Search code examples
javaregexscalastack-overflow

Regex for multiline string literals produces `StackOverflowError`


I want to match strings enclosed in triple "-quotes which may contain line breaks, and which don't contain any """-substrings except at the very beginning and in the very end.

Valid example:

"""foo
bar "baz" blah"""

Invalid example:

"""foo bar """ baz"""

I tried using the following regex (as Java String literal):

"(?m)\"\"\"(?:[^\"]|(?:\"[^\"])|(?:\"\"[^\"]))*\"\"\""

and it seems to work on short examples. However, on longer examples, like on a string consisting of thousand lines with hello world, it gives me a StackOverflowError.
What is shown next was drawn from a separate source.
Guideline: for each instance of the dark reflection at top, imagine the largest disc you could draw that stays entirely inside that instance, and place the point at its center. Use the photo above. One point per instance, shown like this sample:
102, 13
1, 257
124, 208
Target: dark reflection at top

Scala snippet to reproduce the error

import java.util.regex.{Pattern, Matcher}

val text = "\"" * 3 + "hello world \n" * 1000 + "\"" * 3
val p = Pattern.compile("(?m)\"\"\"(?:[^\"]|(?:\"[^\"])|(?:\"\"[^\"]))*\"\"\"")
println(p.matcher("\"\"\" foo bar baz \n baz bar foo \"\"\"").lookingAt())
println(p.matcher(text).lookingAt())

(note: test locally, Scastie times out; or maybe reduce 1000 to smaller number?).

Java snippet that produces the same error

import java.util.regex.Pattern;
import java.util.regex.Matcher;

class RegexOverflowMain {
  public static void main(String[] args) {
    StringBuilder bldr = new StringBuilder();
    bldr.append("\"\"\"");
    for (int i = 0; i < 1000; i++) {
      bldr.append("hello world \n");
    }
    bldr.append("\"\"\"");
    String text = bldr.toString();
    Pattern p = Pattern.compile("(?m)\"\"\"(?:[^\"]|(?:\"[^\"])|(?:\"\"[^\"]))*\"\"\"");
    System.out.println(p.matcher("\"\"\" foo bar baz \n baz bar foo \"\"\"").lookingAt());
    System.out.println(p.matcher(text).lookingAt());
  }
}

Question

Any idea how to make this "stack safe", i.e. can someone find a regex that accepts the same language, but does not produce a StackOverflowError when fed to the Java regex API?

I don't care whether the solution is in Scala or Java (or whatever), as long the same underlying Java regex library is used.


Solution

  • Solution using a negative look-ahead to basically find a string that starts with """ and end with """ and contains content that does not include """

    As Plain regex: ^"""((?!""")[\s\S])*"""$

    As Java escaped regex: "^\"\"\"((?!\"\"\")[\\s\\S])*\"\"\"$"

    \s\S includes line-break (its basically . + line-break or . with single line flag)

    This should be used without the multiline flag so that ^ and $ match the start and end of the string and not the start and end of the line

    otherwise this:

    """ ab """abc""" abc """

    would match

    Also i used this as reference for how to exclude the """: Regular expression to match a line that doesn't contain a word?